Make Y producible — seed it from a table, record it in another rule, or
declare it as a workflow input. If it arrives from outside the workflow,
tag the rule @external.
whip doctor reports missing tools¶
Most are optional. Fixture-backed development needs none of the formal-model, model-decision, or native-provider tools. Install optional tools only for formal checks or real-provider work.
cargo install --git fails¶
Install from a checkout instead; if that works, the Git path failure is a network, lockfile, or toolchain issue:
git clone https://github.com/jamesjscully/whipplescript.git
cd whipplescript
cargo install --path crates/whipplescript-cli --locked
Real provider checks are skipped or fail¶
Real-provider smoke tests are opt-in and gated by environment variables:
WHIPPLESCRIPT_E2E_REAL_PROVIDERS=1 \
WHIPPLESCRIPT_REAL_PROVIDERS=coerce,codex \
scripts/check-real-providers.sh
Read the per-provider JSON report first —
target/real-provider-reports/<provider>.json records environment posture,
check counts, and redacted preflight results.

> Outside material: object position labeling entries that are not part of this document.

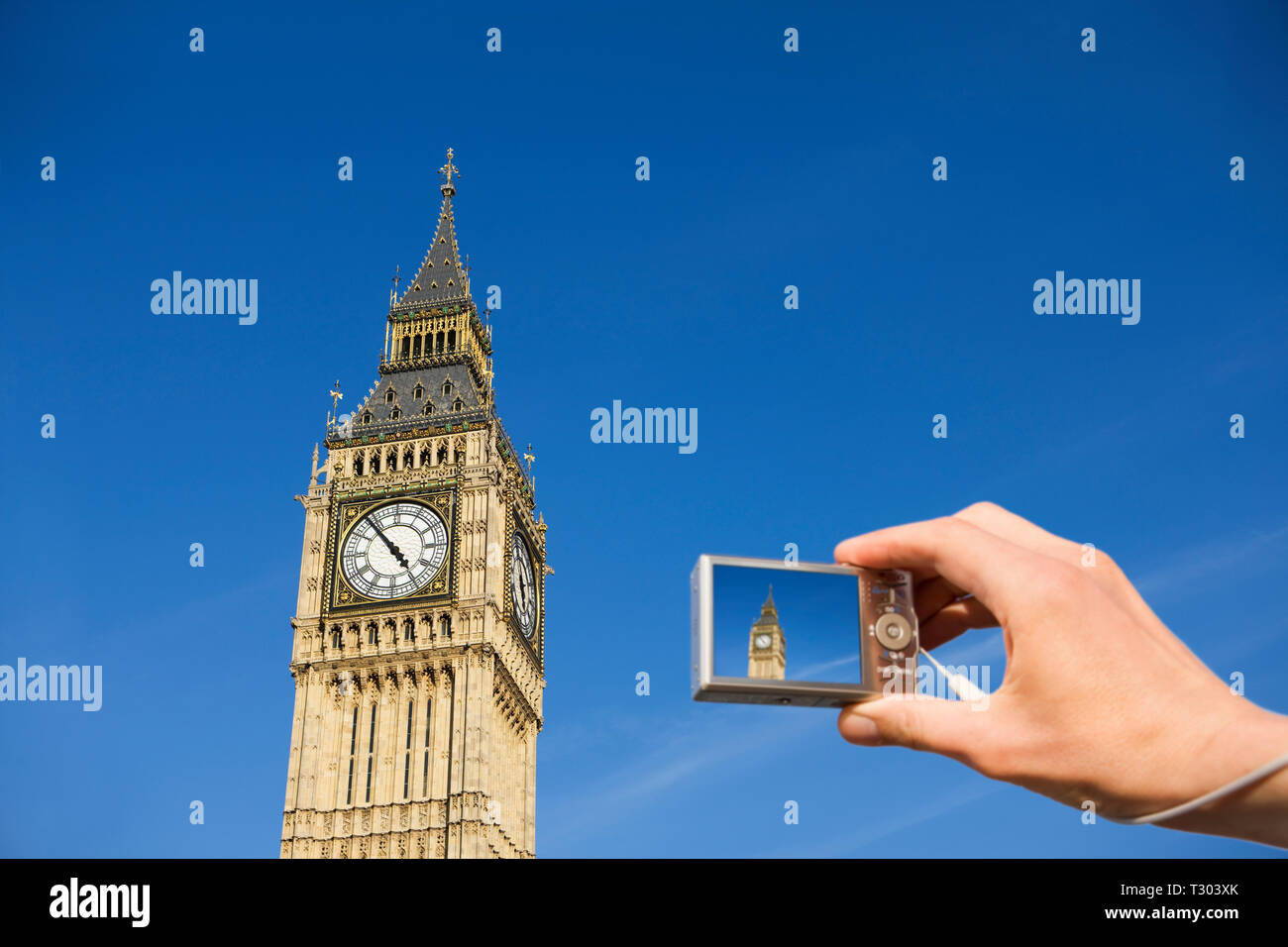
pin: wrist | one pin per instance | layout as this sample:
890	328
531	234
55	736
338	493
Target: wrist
1257	812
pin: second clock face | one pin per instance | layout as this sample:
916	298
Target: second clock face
394	551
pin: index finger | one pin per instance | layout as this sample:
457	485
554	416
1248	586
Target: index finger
970	558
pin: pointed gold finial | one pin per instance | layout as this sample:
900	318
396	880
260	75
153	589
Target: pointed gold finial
447	171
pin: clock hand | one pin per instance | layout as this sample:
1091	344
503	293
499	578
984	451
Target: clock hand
393	549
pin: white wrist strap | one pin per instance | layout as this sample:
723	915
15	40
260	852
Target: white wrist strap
1271	767
966	690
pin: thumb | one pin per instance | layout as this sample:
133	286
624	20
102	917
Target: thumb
915	722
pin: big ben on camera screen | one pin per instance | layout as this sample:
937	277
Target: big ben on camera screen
419	635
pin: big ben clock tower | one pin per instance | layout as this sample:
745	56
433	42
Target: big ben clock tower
419	635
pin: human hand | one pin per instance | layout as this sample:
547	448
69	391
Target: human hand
1100	701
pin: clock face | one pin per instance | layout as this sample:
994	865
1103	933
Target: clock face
523	585
394	551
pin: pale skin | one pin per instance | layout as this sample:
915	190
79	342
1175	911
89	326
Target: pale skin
1100	701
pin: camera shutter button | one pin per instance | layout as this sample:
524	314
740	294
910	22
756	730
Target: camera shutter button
894	631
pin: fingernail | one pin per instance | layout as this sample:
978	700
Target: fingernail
859	729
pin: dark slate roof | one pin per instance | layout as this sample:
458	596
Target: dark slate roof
441	278
403	384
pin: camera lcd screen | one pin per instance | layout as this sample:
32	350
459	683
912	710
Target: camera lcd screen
778	624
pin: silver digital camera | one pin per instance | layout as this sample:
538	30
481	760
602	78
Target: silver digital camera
800	634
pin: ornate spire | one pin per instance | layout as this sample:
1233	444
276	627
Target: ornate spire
768	611
441	279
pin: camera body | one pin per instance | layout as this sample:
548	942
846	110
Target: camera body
883	621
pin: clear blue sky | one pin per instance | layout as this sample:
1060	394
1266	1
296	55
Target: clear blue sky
768	169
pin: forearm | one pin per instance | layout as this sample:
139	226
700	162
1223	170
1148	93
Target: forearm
1257	812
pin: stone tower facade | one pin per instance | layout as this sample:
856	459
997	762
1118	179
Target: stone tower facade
419	634
767	646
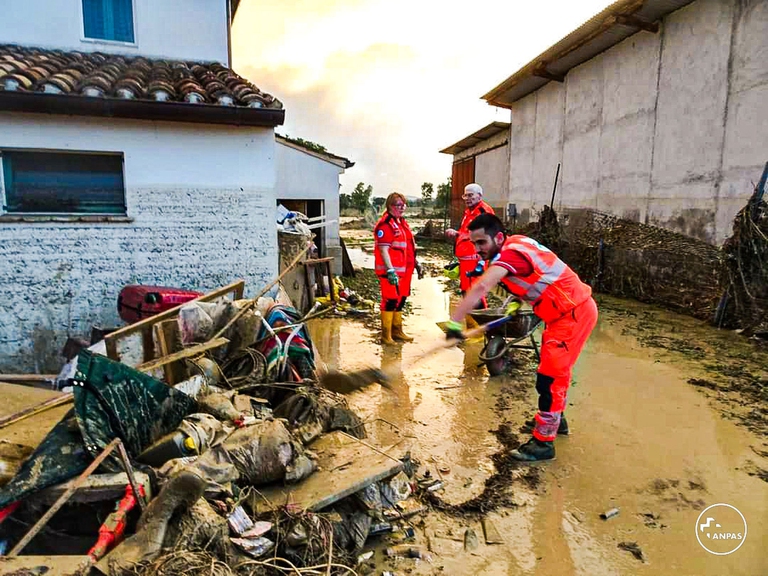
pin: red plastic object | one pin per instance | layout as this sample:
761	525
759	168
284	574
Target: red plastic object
113	529
137	302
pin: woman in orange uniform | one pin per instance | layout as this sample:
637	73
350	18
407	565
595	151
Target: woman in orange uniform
395	256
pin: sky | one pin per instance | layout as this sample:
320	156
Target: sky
389	83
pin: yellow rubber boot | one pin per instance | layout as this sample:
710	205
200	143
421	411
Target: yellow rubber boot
386	327
397	328
471	325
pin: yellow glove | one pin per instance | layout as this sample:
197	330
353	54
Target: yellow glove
512	307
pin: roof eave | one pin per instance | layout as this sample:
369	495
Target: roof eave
486	132
139	109
339	161
625	17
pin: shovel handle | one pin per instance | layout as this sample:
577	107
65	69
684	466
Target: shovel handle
451	343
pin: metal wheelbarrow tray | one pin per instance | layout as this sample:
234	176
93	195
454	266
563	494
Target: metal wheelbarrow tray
500	340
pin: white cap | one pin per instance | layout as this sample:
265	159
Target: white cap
474	188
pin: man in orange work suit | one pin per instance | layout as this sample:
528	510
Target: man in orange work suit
534	274
464	249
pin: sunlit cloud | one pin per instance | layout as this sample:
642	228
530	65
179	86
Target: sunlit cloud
388	83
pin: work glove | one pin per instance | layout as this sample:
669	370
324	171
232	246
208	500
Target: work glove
453	330
512	307
478	271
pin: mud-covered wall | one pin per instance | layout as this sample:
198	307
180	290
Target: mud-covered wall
667	129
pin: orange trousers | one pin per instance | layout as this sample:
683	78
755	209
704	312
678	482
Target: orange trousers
561	345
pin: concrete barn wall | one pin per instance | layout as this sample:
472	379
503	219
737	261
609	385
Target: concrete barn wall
302	176
669	129
492	173
202	202
179	29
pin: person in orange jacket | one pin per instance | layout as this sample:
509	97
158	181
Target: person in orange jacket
395	262
464	250
534	274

Provider failures surface as
diagnostics, evidence, and run/effect status, not as generic command
failures.
A native agent turn failed and I can't tell why¶
whip status only shows the instance stuck or failed. The provider's reason
for a failed agent turn is recorded as control-plane metadata on the effect —
it crosses the evidence redaction boundary precisely because it is operational,
not model output. Read it directly:
whip diagnostics <instance> # failure diagnostic carries the provider reason
whip effects <instance> # effect evidence summary carries it too
Common reasons: usageLimitExceeded (Codex/ChatGPT plan quota — wait for the
reset window), an auth rejection (re-run the provider's own login, e.g.
codex login), or "no model configured" (set default_model in the provider
config or model in ~/.codex/config.toml). The reason is capped and
secret-redacted, so it names the cause without echoing a token. Prompts and
model output stay shape-redacted and never appear here.
Native provider strict mode fails¶
Strict mode validates real native adapters:
WHIPPLESCRIPT_E2E_REAL_PROVIDERS=1 \
WHIPPLESCRIPT_REAL_PROVIDER_NATIVE_STRICT=1 \
WHIPPLESCRIPT_PROVIDER_CONFIGS=examples/provider-configs/native/native.example.json \
scripts/check-real-providers-report.sh
Common messages:
WHIPPLESCRIPT_PROVIDER_CONFIGS is required in native strict mode— set it to a colon-separated list of provider config files.command-wrapper provider is not accepted in native strict mode— strict mode requires the Codex, Claude, and Pi native surfaces.missing required native provider config— add bindings forcodex-main,claude-main, andpi-main.
For a single-provider probe, use surface mode instead:
WHIPPLESCRIPT_E2E_REAL_PROVIDERS=1 \
WHIPPLESCRIPT_REAL_PROVIDER_NATIVE_SURFACE=1 \
WHIPPLESCRIPT_REAL_PROVIDERS=codex \
scripts/check-real-providers-report.sh
Destructive provider tests are refused¶
By design. They require an explicit disposable-target marker and acknowledgement:
WHIPPLESCRIPT_REAL_PROVIDER_DESTRUCTIVE_TESTS=1 \
WHIPPLESCRIPT_REAL_PROVIDER_DISPOSABLE_TARGET=native-provider-ci-sandbox \
WHIPPLESCRIPT_REAL_PROVIDER_DISPOSABLE_ACK=I_UNDERSTAND_THIS_PROVIDER_TARGET_IS_DISPOSABLE \
scripts/check-real-providers-report.sh
Provider-specific variants exist (for example WHIPPLESCRIPT_PI_DESTRUCTIVE_TESTS).
Reports record only whether the markers are set, never their values.